What we learned letting a reasoning knob retune our benchmark
Same fleet, same seed, same number of games per iteration. Only the OpenAI reasoning_effort flag changed. The absolute score moved further than any other single lever in this benchmark.
Dashboard
Arena War is an iterative, spatial, multi-agent coding benchmark. On the same seed, same fleet, and same number of games per iteration, turning up OpenAI's reasoning_effort from the default to high on one model produced a larger absolute-score swing than switching modes, switching models, or bumping n from 10 to 25. It also introduced a new failure mode — extraction errors — that broke the adversarial comparison at a fixed token budget. This post documents the 2×2×2 (mode × reasoning × model) cell-by-cell, states precisely what the result means, and is clear about what it doesn't.
TL;DR
-
At
reasoning=high, gpt-5.4-2026-03-05 reached 57% territory at iter 3 in self-play (95% CI[54.8, 59.1]). At default reasoning on the same seed, its ceiling was 39%. That is a +18pp absolute gain from flipping a single runtime flag, and it puts gpt-5.4's reference-margin at +42.3% over the held-out reference (prior record: +20.2%, a 2.1× increase). -
In self-play at
reasoning=high, the bootstrap pairwise Δ between opus-4-7 and gpt-5.4 is tied (Δ = −3.0%, CI[−7.4, +1.3]). But the matched-lobby head-to-head of their best iterations is 17-6-2 for gpt-5.4, Δ = −8.3% CI[−13.0, −3.3], significant. The two tests disagree; we argue the H2H is the stronger evidence. -
In adversarial at
reasoning=high, gpt-5.4 cascades into extraction failures on iterations 2-3 and early-stops at its iter-1 score of 38%, while opus iterates cleanly to 46%. Opus wins pairwise (Δ = +8.1%, CI[+4.3, +12.4]) and head-to-head 24-1-0. We argue this is not a model-capability result; it's a token-budget-bounded artifact of high-reasoning prompts under a 32k completion floor. - Held-out reference anchor: both models significantly beat the reference across all four cells, with the exception of opus at default reasoning in self-play (15% avg vs the reference's 25.7%). The reference is a fixed hand-written opponent that no model has ever seen.
Reproduction: runner at arena-war-eval-v0.3.3, schemaVersion 6, per-game seeds are a deterministic function of the run seed, the model index, the iteration, and the game index. All four JSON artifacts are on the machine that produced them.
n=25 games each. The dashed horizontal line is the held-out reference's mean territory across its 25 matched games against each model, averaged across the four runs (≈ 20%). The two self-play columns show the starkest split: at default reasoning, opus finishes at 14.5% while gpt-5.4 finishes at 38.6%; raising gpt-5.4's reasoning_effort to high lifts both models' best-iteration scores into the 50s.
The benchmark in one paragraph
Arena War is a 60×60 circular grid with four players. Each tick, every player's algorithm returns a prioritized list of [row, col] cells it wants to claim; the engine resolves claims in order, respecting adjacency and the circular mask. A game ends at a fixed tick budget, when the grid fills, or when no player can make progress (a stalemate).
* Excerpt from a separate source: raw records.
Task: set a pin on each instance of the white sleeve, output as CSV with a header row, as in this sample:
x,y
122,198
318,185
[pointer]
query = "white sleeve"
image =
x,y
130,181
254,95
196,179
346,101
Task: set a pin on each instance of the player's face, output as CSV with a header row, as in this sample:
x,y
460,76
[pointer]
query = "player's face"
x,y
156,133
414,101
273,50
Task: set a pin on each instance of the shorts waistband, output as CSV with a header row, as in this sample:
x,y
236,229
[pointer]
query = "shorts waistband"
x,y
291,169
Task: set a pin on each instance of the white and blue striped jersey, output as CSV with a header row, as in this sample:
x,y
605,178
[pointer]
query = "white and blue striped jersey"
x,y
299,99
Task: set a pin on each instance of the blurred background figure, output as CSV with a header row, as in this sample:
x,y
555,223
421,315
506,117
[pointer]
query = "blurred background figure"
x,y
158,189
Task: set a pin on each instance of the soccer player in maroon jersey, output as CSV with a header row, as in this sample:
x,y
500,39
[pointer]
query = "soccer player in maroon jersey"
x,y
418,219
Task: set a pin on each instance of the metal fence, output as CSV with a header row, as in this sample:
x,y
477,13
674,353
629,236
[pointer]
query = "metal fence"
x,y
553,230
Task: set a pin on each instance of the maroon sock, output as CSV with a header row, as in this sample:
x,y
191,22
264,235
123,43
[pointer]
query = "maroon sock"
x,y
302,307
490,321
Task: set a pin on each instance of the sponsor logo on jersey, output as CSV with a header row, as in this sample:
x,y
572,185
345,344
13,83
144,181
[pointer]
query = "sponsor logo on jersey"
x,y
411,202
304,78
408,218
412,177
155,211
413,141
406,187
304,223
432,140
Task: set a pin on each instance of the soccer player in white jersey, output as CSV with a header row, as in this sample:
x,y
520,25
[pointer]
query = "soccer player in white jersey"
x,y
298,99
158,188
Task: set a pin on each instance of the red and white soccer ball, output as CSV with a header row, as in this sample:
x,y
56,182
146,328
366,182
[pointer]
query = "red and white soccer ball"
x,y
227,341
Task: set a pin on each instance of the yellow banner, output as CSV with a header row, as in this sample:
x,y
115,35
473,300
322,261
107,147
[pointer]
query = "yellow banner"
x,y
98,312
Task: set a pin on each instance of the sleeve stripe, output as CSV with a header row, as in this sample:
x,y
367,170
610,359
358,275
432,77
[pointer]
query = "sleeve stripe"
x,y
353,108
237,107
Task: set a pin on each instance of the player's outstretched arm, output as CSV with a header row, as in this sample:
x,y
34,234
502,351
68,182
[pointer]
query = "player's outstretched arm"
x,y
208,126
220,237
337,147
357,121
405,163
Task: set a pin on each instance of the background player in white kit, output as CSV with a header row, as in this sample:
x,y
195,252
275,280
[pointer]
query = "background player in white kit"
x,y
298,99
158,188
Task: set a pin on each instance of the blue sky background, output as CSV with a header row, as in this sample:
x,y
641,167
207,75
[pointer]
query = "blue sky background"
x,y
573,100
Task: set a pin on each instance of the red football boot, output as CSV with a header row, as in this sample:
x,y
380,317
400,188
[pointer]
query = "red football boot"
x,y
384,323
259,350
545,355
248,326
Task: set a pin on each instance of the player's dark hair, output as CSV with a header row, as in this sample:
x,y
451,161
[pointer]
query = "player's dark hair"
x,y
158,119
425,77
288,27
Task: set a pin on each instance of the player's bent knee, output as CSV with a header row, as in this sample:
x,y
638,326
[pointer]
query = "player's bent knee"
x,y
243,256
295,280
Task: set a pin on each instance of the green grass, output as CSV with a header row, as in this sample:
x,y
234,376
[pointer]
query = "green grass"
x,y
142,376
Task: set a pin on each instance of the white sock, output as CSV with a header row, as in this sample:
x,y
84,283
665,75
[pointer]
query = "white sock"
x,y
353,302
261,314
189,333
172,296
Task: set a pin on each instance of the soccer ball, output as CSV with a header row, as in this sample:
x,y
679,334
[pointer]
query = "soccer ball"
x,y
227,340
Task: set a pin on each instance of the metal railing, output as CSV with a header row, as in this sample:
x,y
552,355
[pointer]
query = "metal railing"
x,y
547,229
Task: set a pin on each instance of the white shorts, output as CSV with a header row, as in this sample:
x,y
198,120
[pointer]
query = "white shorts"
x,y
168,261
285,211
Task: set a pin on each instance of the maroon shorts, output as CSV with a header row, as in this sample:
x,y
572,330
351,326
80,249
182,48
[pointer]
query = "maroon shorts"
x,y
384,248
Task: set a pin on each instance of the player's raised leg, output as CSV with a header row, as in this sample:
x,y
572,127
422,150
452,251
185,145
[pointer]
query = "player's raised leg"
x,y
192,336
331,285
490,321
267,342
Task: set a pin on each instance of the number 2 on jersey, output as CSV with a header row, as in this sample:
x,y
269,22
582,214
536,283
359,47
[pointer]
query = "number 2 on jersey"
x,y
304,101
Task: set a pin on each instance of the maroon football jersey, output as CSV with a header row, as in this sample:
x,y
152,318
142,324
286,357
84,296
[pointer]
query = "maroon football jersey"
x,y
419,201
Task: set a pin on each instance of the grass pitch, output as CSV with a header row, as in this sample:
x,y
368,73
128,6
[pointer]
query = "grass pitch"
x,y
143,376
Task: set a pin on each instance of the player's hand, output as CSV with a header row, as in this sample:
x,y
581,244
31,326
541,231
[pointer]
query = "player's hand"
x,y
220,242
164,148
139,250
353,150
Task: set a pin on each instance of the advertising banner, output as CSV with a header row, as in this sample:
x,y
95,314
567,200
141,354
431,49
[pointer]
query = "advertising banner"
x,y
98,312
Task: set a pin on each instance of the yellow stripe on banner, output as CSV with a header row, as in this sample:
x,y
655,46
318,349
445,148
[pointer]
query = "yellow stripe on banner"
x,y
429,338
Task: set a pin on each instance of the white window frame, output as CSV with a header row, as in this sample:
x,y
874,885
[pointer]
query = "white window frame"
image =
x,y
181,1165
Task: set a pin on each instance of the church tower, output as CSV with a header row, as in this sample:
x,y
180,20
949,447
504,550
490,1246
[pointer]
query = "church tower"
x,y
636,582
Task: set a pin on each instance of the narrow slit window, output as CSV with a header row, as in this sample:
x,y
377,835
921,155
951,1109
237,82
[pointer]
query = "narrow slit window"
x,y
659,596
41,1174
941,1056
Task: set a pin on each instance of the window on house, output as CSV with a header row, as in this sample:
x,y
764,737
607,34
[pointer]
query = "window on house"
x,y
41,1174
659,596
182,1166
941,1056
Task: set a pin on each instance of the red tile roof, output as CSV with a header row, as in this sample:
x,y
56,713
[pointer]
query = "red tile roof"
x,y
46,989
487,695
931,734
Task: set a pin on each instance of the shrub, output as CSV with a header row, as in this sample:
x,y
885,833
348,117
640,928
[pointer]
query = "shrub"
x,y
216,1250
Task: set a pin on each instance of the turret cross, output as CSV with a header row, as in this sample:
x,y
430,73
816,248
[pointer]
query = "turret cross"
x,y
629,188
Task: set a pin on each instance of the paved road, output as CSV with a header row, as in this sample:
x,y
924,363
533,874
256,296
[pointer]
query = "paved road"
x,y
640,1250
The primary score is the percentage of cells occupied by the player's color at end-of-game. An eval iteration is n=25 games, each with a different per-game seed, against a fixed fleet of baseline opponents. The prompt gives a model full game rules, examples of prior-iteration scores (its own for self-play; its own plus two anonymized top-2 opponent algorithms for adversarial), and asks it to return a single JavaScript function. The runner extracts, compiles, and runs that function headlessly against the baseline fleet, then feeds scores back into the next iteration's prompt. Early stop fires when an iteration fails to produce a new best (STALE) or when a run-level plateau rule says the CI95 overlaps the running-best's CI95. The output JSON is self-describing: version, schema, seed, per-game seeds, per-iteration failure flags, bootstrap pairwise diffs, a Bradley-Terry opponent-aware rating, a best-vs-best head-to-head matrix, and a held-out reference benchmark.
What we varied
| Axis | Values | Models affected |
|---|---|---|
| Mode | self-play, adversarial | both |
| Reasoning effort | default (omitted), high | gpt-5.4-2026-03-05 only (reasoning_effort is an OpenAI reasoning-family parameter; it is omitted for anthropic and for non-reasoning OpenAI models) |
| Model | claude-opus-4-7, gpt-5.4-2026-03-05 | — |
Held constant: n=25 games per iteration, seed 424242, baseline fleet (Density Wave, Diagonal Spiral, Greedy BFS), held-out reference algorithm (HeldOutReference-v1), up to 6 iterations with CI-overlap plateau early-stop, 8192 visible token output budget per call. At reasoning=high, the OpenAI provider raises max_completion_tokens to a floor of 32768 to cover both internal reasoning and visible output; non-reasoning calls are untouched. Each call has a per-effort request-timeout (30 minutes at high; the OpenAI SDK's default of 10 minutes was empirically insufficient for long iterative prompts).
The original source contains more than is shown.